Summary
The AI and Systems Co-Design team has a mission to explore, develop, and help productize high-performance software and hardware technologies for AI. Our team defines and drives the AI software and hardware roadmap at Meta. We are seeking a candidate who will work on a foundational tool of our internal workloads on current and next-generation AI platforms.

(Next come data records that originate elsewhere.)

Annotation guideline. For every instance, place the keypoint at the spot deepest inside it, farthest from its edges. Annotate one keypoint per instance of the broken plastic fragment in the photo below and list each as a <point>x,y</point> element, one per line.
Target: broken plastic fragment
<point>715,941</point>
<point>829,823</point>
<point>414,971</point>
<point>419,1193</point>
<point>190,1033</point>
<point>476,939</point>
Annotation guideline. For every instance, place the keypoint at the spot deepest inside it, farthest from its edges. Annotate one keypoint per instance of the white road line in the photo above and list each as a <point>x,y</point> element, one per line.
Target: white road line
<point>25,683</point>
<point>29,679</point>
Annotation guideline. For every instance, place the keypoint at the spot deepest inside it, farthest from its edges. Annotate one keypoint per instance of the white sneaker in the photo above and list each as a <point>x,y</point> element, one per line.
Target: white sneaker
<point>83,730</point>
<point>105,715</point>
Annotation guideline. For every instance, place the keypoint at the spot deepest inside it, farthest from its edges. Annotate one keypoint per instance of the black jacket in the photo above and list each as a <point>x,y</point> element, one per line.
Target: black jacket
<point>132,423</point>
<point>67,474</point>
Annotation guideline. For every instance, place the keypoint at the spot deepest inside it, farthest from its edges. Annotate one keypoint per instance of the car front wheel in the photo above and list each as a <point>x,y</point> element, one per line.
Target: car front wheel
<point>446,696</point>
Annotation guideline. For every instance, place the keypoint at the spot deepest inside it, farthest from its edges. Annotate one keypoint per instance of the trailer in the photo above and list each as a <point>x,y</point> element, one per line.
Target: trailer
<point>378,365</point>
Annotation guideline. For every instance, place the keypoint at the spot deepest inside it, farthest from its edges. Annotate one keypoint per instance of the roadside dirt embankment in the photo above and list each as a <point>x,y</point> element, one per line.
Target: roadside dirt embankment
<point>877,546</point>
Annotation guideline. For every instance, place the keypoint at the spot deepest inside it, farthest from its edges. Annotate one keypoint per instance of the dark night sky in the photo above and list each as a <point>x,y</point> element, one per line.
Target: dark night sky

Specifically, this position focuses on collecting, processing, storing, and analyzing various operators and workloads.
Job Responsibilities
Extract operators (e.g. aten, triton) from AI/ML models.
Run operators on multiple devices and collect performance data.
Process collected data and store it to a database while maintaining data integrity.
Implement, improve, and maintain programmatic and web interfaces to query and analyze performance data stored in the database.
Collaborate as part of a project team to coordinate development and determine project scope and limitations.
Review project requests to estimate time and cost required to complete the project.
Skills
Must-have skills
Hands-on experience with product-level Python programming
Proficiency in PyTorch, Kineto trace, dispatcher
Hands-on Experience with CUDA, Triton kernels
Hands-on experience in database management and SQL
Proficiency in Linux and Bash
Ability to work independently
Good-to-have skills
Experience in LLM especially Llama.
Knowledge of CI-based testing and automation
Education/Experience
At least three years of experience with above-mentioned skills is required for this role.